Comience con uno de los platos más
conocidos en Malasia, el satay, trozos de pollo o ternera adobados y sasonados
con diferentes especies y que se ensartan en nervios de hojas de cocoteros, para
asarlos lentamente. Se acompañan con salsa de cacahuetes, cebolla, pepino
y ketupat, pastel de arroz al vapor envuelto en una hoja de cocotero. Continúe
con un sabroso nasi padang, la mejor opción para quienes quieren
probar el arroz salpicado de una extensa variedad de salsas. Se sirve en una bandeja
con diferentes recipientes que contienen pescado, ternera, salsas de vegetales
y los ingredientes propios de cada estado.
Pruebe el tahu
goreng, cubitos de soja fritos con alubias crudas y salsa picante de cacahuetes,
son toda una delicia o el gado gado, ensalada con vegetales crudos. Para
los más atrevidos, les aconsejamos un plato de laksa, una especie
de sopa picante preparada con fideos finos y pequeños trozos de pescado
o bien, soto ayam, sopa picante de pollo con arroz y verduras o quizás,
sup ekor, sopa picante de rabo de buey. Y para los menos aventurados, el
mee rebus, que no es otra cosa que fideos hervidos o mee siam, preparados
al estilo thai. Continuando con los fideos o los tallarines, el mee jawa es
un caldo espeso servido con buñuelos de gambas, patata y queso de soja
(taufoo). Uno de los platos más populares es el nasi lemak, arroz
cocido en leche de coco y servido con 'sambal ikan bilis', anchoas cocinadas
con chile, cebolla y pasta de gambas. Se acompaña con huevo duro en rodajas,
cacahuetes y pepino. Generalmente se acompaña con un plato de carne adobada,
preparada con varias especies y que se conoce como 'rendang'.
Comida
China e India
La comida china es muy popular en Malasia.
Si después de degustar los platos tradicionales del país, aun tiene
apetito, le invitamos a que realice un viaje por la gastronomía china.

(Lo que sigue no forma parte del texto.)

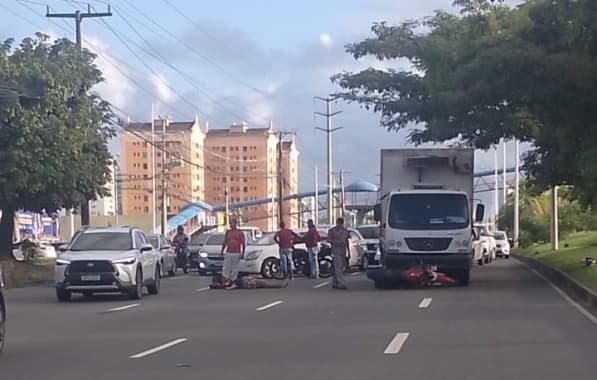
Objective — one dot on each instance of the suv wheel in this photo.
(136, 291)
(155, 287)
(63, 295)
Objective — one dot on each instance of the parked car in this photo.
(2, 314)
(261, 257)
(107, 260)
(34, 249)
(370, 233)
(502, 244)
(166, 253)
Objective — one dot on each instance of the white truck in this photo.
(425, 212)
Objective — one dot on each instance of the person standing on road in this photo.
(285, 239)
(233, 250)
(312, 240)
(338, 238)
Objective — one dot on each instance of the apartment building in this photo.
(183, 142)
(241, 165)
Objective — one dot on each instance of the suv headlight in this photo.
(252, 255)
(62, 262)
(126, 261)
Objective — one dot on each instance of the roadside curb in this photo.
(567, 284)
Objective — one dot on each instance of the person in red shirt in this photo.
(285, 239)
(233, 250)
(312, 240)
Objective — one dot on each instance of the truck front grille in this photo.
(428, 244)
(91, 266)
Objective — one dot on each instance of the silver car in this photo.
(166, 253)
(107, 260)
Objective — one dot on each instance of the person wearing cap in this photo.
(338, 238)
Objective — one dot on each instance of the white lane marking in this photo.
(269, 305)
(565, 296)
(122, 308)
(425, 303)
(158, 348)
(178, 278)
(321, 285)
(396, 344)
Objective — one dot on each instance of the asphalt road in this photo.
(509, 324)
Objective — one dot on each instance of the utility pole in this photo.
(496, 191)
(115, 177)
(164, 182)
(153, 182)
(78, 17)
(280, 180)
(342, 196)
(316, 208)
(516, 194)
(329, 130)
(555, 244)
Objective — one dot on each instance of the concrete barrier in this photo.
(570, 286)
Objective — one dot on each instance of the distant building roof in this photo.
(158, 125)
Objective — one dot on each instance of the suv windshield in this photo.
(103, 241)
(154, 240)
(369, 232)
(429, 211)
(267, 239)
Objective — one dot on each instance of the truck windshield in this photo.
(428, 211)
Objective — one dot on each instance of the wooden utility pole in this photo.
(78, 17)
(329, 130)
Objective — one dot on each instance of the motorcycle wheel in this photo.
(326, 267)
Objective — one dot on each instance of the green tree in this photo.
(528, 72)
(53, 149)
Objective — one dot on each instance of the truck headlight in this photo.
(62, 262)
(125, 261)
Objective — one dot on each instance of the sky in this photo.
(227, 61)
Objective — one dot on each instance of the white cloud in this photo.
(325, 39)
(116, 88)
(163, 88)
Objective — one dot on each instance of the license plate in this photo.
(90, 277)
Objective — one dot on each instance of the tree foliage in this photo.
(493, 71)
(53, 140)
(535, 215)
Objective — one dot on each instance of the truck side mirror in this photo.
(479, 213)
(377, 212)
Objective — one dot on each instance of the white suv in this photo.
(107, 260)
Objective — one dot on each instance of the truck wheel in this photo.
(464, 277)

Comience con un buen plato de arroz con pollo hainanese, arroz hervido
con pollo asado o al vapor y después pregunte por el hakka yong tau
foo, un estofado de carne con alubias. Si prefiere algo más ligero,
le recomendamos el hokkien fried mee, fideos fritos con trozos de carne,
pescado y cangrejo o el chinese laksa, que difiere muy poco de la versión
malaya. No olvide saborear el wantan mee, fideos o tallarines servidos
en sopa con budines rellenos de gambas y pollo asado.
Y
si después de este viaje gastronómico se queda con apetito, le queda
la posibilidad de degustar la comida india que se caracteriza por su complejo
y generoso uso de especias y de picante. La mayoría coinciden en que el
plato principal es el nasi briyani, una mezcla de azafrán, agua
de rosa, arroz al vapor en leche con trocitos de carne y recubierto de un colorante
amarillo que hace que se le conozca también como arroz amarillo. Como acompañamiento
a todos los platos puede pedir el chapati, un bizcocho sin levadura. También
podrá degustar el rojak, ensalada de pastel de harina, brotes de
judías, pepino, nabo desmenuzado, huevo duro, buñuelos de gambas,
cubierto con salsa de cacahuete agridulce. Le aconsejamos probar el murtabak,
una especie de rollito relleno de carne, huevo y cebolla, acompañado de
curry o bien, el cendol, escarcha rebanada con leche de coco, fideos crudos
enharinado y azúcar de palma, toda una delicia.
Postres
En cuanto a postres, son una delicia, especialmente el gula melaka,
hecho de caña de azúcar y leche de coco o el kacang, una
mezcla de jarabe, hielo picado, trozos de gelatina y de frutas. Sin embargo, en
Malasia hay que pedir de postre alguna de la rica variedad de frutas como
el durian, la fruta reina. Tiene un color verde y el tamaño de una pelota
de fútbol y si consigue sobrevivir a su potente olor, el sabor le parecerá
algo sublime. La mejor época para degustarla es de junio a agosto y de
noviembre a febrero. Otras de las deliciosas frutas de esta zona son la guayaba,
la buah susu, 'fruta de leche', de piel amarilla y semillas dulces y jugosas,
la buah duku, una fruta fresca y dulce, pero hay que tener cuidado porque su verde
centro puede ser amargo, el rambután, una fruta roja cubierta de pequeñisimas
espinas que parecen vellos, mangos, bananas, naranjas, pomelos y un largo etcétera.